China’s yuan advanced, extending its rebound from an 18-month low, on speculation declines that made the currency Asia’s worst performer this year were excessive.
The yuan rose 0.32 percent, the most since March 24, to 6.2257 per dollar in Shanghai, China Foreign Exchange Trading System prices show. The currency gained 0.22 percent yesterday as local financial markets reopened after holidays on May 1 and 2. It reached 6.2676 on April 30, the weakest since October 2012 and has fallen 2.77 percent this year.

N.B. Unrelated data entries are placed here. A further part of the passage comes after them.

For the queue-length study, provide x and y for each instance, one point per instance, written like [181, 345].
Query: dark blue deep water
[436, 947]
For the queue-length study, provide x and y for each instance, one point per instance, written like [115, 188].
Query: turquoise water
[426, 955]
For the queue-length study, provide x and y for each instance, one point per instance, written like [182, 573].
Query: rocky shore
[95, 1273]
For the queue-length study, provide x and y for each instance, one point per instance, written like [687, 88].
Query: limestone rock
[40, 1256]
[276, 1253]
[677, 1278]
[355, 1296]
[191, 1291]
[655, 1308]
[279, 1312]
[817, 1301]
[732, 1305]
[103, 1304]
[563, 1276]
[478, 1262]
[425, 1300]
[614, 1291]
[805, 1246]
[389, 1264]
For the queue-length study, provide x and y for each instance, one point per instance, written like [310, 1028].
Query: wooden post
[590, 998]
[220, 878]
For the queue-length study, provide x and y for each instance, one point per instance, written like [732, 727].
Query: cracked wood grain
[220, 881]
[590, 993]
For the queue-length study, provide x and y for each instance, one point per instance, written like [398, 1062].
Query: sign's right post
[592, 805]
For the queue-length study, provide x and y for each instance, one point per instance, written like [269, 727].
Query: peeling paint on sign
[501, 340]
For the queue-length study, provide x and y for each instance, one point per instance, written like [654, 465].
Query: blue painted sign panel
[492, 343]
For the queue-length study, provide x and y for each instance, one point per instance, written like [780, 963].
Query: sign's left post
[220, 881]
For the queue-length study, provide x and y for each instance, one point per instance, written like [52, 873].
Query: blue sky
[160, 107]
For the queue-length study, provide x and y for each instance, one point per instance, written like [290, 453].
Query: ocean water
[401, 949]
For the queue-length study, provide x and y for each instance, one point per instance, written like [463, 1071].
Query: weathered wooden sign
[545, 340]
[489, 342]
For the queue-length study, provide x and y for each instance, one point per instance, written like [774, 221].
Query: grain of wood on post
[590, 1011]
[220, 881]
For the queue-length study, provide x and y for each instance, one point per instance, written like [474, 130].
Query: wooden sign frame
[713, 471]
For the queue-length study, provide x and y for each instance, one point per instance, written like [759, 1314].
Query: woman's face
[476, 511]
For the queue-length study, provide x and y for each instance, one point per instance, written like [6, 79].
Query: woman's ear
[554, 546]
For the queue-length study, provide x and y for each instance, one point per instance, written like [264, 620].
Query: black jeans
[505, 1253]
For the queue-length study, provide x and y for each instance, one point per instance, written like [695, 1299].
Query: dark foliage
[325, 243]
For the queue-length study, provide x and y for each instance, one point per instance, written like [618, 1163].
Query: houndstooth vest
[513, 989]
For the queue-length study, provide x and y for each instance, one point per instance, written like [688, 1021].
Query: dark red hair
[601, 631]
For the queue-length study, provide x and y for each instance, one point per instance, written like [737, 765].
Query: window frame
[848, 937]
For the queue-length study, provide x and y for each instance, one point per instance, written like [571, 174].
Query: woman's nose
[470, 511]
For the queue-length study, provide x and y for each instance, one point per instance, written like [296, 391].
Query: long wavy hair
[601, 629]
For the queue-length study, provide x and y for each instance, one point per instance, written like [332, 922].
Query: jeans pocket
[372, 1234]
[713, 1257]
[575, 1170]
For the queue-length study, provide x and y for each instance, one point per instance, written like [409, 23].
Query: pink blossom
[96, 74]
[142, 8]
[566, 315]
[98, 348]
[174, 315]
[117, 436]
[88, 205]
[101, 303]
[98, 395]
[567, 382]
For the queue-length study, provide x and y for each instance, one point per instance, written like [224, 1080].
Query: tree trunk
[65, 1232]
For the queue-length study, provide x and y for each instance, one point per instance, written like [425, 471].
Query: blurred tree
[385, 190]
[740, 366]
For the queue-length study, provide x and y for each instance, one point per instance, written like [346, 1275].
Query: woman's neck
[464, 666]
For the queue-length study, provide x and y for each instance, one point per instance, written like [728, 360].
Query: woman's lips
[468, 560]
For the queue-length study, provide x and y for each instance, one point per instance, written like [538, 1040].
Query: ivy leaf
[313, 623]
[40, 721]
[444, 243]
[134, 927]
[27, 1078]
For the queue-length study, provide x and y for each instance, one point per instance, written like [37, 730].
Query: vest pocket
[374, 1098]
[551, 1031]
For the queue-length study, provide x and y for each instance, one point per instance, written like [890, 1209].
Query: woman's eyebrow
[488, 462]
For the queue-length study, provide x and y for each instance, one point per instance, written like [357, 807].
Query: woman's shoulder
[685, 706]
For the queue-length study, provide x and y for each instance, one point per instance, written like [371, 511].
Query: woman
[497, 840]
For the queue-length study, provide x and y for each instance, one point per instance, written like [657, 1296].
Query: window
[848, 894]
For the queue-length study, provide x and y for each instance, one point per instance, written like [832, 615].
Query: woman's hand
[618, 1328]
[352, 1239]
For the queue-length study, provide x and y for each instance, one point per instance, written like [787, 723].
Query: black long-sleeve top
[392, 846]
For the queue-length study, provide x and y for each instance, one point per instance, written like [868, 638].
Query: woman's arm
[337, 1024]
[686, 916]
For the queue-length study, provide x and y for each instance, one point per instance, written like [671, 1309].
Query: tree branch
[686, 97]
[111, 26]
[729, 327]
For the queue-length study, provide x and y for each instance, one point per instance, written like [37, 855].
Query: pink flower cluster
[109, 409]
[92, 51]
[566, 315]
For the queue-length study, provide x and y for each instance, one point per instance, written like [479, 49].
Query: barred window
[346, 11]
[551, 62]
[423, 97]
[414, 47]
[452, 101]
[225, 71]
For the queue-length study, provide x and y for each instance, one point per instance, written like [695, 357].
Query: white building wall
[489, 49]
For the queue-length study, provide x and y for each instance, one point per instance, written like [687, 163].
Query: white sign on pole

A technical indicator suggested the yuan’s recent weakness was overdone. The dollar’s relative strength index rose above 70 last week, a threshold to some traders that indicates a probable decline in the greenback.
“I don’t see a reason why the renminbi has to continue to weaken,” Suan Teck Kin, a Singapore-based economist at United Overseas Bank Ltd., said by phone. “Around this level, people are inclined to take profits” after the dollar’s advance.
The People’s Bank of China weakened the yuan’s daily fixing by 0.01 percent to 6.1565 per dollar. The onshore spot rate is trading at a 1.1 percent discount to the reference rate.
Both yuan appreciation and depreciation are “normal,” and the market shouldn’t over-interpret short-term currency fluctuations as changes in China’s exchange-rate policy, Guan Tao, head of the balance of payments department under State Administration of Foreign Exchange, wrote today in an article in Shanghai Securities News.
The offshore yuan rose 0.32 percent to 6.2256 per dollar in Hong Kong. Twelve-month non-deliverable forwards advanced 0.33 percent to 6.2110, data compiled by Bloomberg show.
One-month implied volatility in the onshore yuan, a gauge of expected exchange-rate swings used to price options, dropped 16 basis points, or 0.16 percentage point, to 1.79 percent, according to data compiled by Bloomberg.